Development vs. Security: Who is Responsible for AppSec

Security is no longer just a SecOps job. It’s a business requirement that all relevant stakeholders must collectively fulfill. Developers must ensure that they have security top-of-mind while designing products and writing code. Security teams must collaborate with the developers during all the stages of the SDLC and ensure that the proper security controls and policies are being implemented.

Shifting security left

There’s an apparent necessity to bridge the gap between development and security teams.  Security considerations need to be pushed to the left of the SDLC – developers need to be trained to make application code secure by design. Providing developers with the tools to automate and monitor security controls and checks themselves can help in this regard. There is also a need to establish procedures and frameworks for better communication and collaboration between the two teams.

Security in the cloud

Educating your developers regarding security is especially important if you’re moving to the cloud.
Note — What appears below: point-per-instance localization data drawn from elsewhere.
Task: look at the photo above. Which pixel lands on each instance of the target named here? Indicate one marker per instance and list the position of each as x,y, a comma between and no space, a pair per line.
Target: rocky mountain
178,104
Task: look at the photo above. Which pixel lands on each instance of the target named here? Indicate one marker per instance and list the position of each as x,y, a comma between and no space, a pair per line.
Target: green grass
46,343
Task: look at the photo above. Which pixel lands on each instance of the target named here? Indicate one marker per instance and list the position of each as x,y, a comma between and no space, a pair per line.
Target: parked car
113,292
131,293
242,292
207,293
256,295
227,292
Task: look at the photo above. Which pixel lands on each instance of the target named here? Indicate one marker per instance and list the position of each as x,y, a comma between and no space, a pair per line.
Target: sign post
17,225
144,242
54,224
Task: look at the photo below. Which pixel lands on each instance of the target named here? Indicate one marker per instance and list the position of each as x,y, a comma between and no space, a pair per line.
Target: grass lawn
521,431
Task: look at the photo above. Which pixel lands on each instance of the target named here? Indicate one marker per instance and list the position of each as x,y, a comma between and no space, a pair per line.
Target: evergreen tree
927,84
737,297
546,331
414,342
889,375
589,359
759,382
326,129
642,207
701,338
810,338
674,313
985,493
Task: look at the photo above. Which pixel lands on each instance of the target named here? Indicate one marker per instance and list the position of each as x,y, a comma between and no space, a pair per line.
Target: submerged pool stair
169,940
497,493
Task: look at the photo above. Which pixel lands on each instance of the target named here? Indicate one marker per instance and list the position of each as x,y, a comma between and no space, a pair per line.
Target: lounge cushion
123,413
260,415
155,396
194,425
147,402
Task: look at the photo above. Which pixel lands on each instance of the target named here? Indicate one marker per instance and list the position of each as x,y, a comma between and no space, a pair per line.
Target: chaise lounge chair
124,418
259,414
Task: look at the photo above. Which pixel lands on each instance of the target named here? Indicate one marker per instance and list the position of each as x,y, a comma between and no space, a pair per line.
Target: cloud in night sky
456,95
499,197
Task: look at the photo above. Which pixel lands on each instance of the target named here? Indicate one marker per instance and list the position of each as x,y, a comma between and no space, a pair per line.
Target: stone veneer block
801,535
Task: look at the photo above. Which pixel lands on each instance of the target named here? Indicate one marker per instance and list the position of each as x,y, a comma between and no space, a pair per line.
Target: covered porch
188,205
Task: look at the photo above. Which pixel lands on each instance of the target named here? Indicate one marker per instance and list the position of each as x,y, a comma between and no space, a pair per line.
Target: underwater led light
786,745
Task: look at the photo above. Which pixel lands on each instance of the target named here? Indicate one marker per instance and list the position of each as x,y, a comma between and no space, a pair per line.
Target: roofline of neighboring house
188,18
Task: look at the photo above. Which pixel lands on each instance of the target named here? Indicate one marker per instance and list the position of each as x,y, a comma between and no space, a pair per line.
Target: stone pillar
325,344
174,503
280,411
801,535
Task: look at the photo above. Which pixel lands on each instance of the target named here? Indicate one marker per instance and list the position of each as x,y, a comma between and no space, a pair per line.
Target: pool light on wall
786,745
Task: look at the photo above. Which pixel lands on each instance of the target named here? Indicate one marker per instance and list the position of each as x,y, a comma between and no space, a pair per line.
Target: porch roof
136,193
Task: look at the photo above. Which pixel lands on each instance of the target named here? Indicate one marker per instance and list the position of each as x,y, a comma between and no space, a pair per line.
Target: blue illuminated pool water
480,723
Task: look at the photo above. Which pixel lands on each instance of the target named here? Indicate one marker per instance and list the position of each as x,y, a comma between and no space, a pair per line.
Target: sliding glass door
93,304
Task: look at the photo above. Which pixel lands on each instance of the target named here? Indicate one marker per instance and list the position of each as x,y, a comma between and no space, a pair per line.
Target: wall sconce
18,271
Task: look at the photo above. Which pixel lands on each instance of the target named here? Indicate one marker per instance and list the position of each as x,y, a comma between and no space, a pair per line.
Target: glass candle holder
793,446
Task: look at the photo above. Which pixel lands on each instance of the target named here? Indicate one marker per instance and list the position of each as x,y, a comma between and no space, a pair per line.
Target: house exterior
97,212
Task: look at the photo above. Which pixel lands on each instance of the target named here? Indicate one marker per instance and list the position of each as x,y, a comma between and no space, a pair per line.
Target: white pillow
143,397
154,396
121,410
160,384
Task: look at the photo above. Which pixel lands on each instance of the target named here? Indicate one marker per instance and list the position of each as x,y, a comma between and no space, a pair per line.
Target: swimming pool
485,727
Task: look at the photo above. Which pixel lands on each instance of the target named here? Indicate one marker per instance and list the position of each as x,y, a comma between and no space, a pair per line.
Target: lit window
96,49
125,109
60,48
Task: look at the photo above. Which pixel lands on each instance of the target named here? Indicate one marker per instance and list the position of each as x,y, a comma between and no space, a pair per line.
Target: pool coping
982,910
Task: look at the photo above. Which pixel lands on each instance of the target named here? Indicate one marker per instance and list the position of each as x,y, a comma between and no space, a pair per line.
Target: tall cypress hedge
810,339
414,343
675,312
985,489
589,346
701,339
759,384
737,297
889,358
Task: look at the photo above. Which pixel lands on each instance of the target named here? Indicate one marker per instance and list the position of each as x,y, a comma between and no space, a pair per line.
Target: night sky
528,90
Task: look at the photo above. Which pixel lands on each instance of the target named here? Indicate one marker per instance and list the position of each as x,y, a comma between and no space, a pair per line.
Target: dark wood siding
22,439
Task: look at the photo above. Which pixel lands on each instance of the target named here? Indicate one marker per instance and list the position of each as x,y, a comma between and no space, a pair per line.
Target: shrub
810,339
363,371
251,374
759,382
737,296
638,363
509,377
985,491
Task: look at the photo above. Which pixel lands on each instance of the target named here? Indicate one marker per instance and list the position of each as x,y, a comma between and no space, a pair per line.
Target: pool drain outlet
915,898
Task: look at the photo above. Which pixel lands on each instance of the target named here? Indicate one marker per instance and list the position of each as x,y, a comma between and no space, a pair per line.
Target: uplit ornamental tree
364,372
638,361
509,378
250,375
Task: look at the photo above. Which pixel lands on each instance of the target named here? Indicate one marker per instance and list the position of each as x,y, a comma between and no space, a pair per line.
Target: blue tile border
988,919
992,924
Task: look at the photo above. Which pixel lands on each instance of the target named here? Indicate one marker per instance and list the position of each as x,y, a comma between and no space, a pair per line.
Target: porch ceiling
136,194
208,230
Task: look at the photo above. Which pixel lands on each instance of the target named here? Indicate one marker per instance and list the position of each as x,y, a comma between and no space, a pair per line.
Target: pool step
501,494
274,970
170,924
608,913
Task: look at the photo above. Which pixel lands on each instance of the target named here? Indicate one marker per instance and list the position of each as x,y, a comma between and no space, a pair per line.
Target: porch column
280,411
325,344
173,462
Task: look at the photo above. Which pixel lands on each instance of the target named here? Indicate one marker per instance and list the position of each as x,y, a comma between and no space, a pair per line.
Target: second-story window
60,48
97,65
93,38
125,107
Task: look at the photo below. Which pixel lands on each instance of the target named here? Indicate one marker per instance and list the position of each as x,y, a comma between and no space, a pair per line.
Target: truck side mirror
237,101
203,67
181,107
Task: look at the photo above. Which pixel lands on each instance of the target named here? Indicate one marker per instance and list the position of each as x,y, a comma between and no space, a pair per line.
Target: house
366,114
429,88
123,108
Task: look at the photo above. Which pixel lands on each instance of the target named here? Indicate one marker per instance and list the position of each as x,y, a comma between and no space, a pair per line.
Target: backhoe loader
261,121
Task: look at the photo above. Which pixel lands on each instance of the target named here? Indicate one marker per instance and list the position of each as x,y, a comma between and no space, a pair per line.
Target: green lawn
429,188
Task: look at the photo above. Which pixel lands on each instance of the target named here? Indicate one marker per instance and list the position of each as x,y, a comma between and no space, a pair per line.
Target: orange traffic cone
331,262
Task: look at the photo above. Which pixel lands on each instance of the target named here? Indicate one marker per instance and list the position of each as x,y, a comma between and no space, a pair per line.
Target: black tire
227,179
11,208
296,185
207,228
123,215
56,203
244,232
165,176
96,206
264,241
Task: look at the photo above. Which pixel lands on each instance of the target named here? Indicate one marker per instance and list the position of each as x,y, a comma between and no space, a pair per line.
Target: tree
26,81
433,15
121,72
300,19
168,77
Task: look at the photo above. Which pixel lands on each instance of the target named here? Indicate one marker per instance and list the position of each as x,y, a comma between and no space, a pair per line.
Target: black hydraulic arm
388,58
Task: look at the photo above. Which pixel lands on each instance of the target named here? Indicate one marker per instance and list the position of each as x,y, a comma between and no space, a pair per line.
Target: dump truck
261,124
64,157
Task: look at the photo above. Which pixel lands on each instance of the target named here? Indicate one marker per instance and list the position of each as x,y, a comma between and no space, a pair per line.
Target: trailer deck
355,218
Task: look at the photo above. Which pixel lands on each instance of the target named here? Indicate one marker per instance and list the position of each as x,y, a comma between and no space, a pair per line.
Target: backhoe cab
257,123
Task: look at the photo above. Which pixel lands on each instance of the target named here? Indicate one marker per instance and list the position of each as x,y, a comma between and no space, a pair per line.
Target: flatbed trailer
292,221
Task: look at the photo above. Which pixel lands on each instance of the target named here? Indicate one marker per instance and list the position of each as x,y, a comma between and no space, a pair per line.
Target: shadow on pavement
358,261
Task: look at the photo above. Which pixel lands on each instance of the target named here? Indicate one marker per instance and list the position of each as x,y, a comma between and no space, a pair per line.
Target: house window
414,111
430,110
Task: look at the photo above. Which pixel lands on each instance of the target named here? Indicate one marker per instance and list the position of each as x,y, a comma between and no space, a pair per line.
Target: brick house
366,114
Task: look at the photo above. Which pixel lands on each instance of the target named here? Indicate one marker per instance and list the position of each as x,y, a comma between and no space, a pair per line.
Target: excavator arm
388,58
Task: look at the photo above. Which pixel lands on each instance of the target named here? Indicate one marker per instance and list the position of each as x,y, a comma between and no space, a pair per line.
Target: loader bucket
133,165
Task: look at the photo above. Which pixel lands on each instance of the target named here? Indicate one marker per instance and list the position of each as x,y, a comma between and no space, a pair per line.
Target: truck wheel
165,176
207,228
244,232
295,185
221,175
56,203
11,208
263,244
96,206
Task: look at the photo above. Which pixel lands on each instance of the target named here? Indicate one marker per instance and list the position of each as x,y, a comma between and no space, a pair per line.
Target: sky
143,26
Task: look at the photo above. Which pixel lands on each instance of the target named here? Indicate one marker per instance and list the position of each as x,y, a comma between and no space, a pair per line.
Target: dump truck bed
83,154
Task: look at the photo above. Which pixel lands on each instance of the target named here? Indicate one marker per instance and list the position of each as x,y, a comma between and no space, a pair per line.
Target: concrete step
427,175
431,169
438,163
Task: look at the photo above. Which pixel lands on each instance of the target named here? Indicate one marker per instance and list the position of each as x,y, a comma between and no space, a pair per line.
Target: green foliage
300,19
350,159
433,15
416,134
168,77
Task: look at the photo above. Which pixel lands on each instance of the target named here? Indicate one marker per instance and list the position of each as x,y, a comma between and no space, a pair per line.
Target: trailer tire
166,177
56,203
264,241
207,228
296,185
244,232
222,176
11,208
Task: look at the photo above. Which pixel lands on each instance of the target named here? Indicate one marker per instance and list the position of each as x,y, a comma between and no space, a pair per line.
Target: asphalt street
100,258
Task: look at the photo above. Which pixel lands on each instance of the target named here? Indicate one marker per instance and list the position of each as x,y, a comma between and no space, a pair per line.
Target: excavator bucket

Before an application gets deployed on a cloud platform, it must be scrutinized for any security flaws or vulnerabilities. Development and security teams must collaborate to ensure that there are no misconfigurations in the way the application is deployed on the cloud. A tiny misconfiguration (e.g., an overly permissive firewall, publicly accessible storage bucket) can potentially put your infrastructure at risk of compromise.

What (really) is a secure product?

An executive told the audience that a secure product is one that goes through a formalized, well-documented process of becoming secure. The process must be reviewable, unanimously agreed upon, and devoid of any doubts. The first step to formulating such a process involves collecting business requirements and translating them into practical action points.

Another attendee chimed in by saying that the definition of “secure” differs for different products. For example, ensuring 99.99% uptime of an internally used documentation tool may not be your #1 priority. However, if we talk about a tool that’s used by the sales team to track customer journeys, you’d have to go the extra mile to make it highly secure and available.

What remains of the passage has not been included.